Notion’s custom-agent builder lets you chat with the agent to configure, test, and use it in one surface. The agent sets up its own system prompt, debugs itself, and generates its own emojis. This redesign delayed launch by a month but is clearly the right pattern. Permission model: the agent can’t edit its own permissions unless you enter an explicit admin mode.
15. Pricing, credits, and “auto”
Notion sells usage-based credits rather than raw tokens because not all tokens are equal (GPUs for open-source, sandboxes, priority tiers, cache hit rates). They explicitly chose not to price per task value — too complex, not where the market is. Their “auto” model picker is positioned as a “robo-advisor” for model selection, not a margin-maker. Sarah notes frontier labs are clustering at “very capable / very expensive,” leaving a middle gap that open-source labs (Minimax etc.) are filling.
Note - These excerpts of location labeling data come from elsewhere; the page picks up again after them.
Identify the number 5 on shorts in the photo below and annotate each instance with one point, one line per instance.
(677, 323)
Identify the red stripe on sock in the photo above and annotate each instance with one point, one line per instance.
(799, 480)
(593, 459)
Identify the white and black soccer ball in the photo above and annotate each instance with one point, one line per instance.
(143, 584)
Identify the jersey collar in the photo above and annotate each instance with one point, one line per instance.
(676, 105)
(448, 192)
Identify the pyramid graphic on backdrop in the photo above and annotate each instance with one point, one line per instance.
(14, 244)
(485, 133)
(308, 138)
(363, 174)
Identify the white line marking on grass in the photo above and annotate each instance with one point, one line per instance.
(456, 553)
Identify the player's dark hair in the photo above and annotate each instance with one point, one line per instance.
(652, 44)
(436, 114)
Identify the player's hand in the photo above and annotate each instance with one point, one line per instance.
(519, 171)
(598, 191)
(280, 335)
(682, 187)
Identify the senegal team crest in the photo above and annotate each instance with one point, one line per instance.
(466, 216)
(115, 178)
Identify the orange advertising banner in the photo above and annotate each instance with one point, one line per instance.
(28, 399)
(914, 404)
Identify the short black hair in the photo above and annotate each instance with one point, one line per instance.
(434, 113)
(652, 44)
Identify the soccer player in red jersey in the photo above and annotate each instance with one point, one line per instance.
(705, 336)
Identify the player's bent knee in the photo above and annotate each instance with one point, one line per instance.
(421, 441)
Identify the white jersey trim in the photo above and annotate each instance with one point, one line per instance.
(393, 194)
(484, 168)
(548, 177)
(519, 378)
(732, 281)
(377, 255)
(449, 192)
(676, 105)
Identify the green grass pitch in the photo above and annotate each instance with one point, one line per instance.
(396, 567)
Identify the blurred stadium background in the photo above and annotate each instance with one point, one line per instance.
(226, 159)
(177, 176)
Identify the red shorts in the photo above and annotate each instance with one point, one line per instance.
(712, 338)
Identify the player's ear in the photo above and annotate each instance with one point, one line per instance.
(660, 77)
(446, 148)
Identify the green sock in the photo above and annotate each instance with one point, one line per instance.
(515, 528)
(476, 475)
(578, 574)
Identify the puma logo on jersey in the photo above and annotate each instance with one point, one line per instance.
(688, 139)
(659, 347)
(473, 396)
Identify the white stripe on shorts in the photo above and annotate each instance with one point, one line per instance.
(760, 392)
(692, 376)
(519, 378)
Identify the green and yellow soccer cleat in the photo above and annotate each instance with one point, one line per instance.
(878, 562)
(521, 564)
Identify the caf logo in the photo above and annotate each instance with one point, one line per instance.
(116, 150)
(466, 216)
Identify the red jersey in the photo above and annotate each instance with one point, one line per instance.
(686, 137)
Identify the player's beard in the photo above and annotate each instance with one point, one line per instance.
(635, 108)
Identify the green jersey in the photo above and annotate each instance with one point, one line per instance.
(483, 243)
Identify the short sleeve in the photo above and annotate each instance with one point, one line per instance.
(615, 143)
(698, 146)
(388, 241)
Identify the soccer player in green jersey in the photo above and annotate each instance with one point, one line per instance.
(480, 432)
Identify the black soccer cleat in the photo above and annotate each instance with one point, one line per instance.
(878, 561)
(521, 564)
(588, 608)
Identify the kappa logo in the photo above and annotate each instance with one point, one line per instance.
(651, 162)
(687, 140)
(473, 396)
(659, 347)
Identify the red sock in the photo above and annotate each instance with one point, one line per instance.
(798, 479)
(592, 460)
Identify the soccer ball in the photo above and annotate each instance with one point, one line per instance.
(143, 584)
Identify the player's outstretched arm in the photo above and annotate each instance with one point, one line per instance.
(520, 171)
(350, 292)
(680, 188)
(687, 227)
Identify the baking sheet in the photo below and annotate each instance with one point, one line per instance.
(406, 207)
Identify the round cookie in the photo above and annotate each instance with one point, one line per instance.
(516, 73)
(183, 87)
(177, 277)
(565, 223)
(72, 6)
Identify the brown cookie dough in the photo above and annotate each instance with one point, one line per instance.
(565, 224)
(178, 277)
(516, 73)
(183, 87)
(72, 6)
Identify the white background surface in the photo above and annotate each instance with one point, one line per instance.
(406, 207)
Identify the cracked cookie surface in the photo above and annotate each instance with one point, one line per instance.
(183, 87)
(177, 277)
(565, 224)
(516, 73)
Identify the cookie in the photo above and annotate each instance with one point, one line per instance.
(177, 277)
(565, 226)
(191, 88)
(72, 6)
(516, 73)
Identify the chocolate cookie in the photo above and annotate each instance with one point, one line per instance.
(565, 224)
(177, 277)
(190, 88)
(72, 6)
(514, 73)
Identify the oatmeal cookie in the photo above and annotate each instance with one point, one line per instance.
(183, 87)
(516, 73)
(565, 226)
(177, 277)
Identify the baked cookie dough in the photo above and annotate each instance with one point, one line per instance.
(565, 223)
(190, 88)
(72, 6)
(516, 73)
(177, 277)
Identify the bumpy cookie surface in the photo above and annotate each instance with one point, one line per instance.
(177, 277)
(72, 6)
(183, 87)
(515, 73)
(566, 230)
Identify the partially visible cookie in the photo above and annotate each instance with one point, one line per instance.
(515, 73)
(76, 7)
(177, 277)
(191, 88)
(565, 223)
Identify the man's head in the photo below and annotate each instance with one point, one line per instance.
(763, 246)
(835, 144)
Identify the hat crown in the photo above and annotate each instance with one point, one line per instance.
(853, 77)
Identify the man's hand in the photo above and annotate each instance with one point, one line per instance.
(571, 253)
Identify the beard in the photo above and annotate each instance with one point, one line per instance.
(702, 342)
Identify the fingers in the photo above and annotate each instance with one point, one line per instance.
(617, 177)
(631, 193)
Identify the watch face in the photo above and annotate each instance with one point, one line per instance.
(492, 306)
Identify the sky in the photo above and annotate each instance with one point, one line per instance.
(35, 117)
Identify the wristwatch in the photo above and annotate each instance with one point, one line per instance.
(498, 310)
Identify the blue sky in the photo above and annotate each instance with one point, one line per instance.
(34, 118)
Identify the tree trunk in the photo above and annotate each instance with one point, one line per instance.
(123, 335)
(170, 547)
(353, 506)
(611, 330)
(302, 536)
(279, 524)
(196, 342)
16. Why Notion won’t train its own frontier model
Simon has burned time on training and is done with it. The outer loop matters more than the inner model — 99% of failures are tool bugs, not model issues. The exception: retrieval. They’re hiring ranking/retrieval engineers because agent search is structurally different from human search (top-k recall matters more than positional ranking; parallel query diversity matters more than embedding choice). They’re also rethinking indexing for agent-generated content like meeting notes.
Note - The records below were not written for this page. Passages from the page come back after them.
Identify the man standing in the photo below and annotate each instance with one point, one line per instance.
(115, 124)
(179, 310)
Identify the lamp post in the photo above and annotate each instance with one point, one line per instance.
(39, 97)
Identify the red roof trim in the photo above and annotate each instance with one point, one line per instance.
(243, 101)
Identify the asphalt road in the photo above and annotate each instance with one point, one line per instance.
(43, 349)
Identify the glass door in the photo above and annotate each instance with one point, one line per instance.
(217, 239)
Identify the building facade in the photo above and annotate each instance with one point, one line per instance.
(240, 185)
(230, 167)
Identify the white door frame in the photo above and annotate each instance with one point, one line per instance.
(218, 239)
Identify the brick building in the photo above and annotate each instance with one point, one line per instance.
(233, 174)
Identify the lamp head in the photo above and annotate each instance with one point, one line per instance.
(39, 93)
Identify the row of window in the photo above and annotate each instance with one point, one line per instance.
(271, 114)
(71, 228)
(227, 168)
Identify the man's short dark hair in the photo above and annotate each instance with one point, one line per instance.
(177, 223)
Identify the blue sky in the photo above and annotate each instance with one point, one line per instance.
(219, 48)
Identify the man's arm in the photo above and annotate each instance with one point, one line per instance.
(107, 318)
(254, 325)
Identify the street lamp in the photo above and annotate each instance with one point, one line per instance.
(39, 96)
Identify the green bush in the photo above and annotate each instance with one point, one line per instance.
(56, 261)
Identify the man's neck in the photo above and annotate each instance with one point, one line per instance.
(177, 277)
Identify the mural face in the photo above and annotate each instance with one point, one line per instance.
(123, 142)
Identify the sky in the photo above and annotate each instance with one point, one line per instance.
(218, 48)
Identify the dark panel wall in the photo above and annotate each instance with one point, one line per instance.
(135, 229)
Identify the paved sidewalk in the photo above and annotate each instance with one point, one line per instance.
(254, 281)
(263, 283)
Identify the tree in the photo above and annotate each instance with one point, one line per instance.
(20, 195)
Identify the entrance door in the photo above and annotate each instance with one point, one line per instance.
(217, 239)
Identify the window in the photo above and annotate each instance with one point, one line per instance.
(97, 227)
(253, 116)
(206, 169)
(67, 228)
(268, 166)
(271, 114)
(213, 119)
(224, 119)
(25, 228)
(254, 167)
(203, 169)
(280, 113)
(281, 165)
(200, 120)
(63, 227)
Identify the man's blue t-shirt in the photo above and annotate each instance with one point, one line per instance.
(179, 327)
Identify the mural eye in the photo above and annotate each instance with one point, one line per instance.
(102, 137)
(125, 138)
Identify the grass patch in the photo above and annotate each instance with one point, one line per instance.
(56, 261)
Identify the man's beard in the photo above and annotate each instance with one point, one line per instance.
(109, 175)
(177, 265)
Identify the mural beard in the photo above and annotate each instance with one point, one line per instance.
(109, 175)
17. Meeting notes as a data-capture flywheel
Meeting notes is one of Notion’s biggest growth/retention levers. Sarah uses it for her own self-performance-review. It’s valuable because it creates a data flywheel that feeds back into the agent (“we can’t bring our own data, so it’s amazing when users create it”). Recent improvement: @-mentions in summaries trigger notifications. The team is vertical (quality + UX as one tiger team, managed by Zach from Embra).
18. Wearables, partnerships, and closing
Simon is personally excited about AI wearables; Sarah says Notion would partner with builders rather than build their own — Notion’s job is to be the best place where meeting notes live, not the best capture device. Final note: there are people with Notion tattoos, which surprises everyone given how understated the swag is.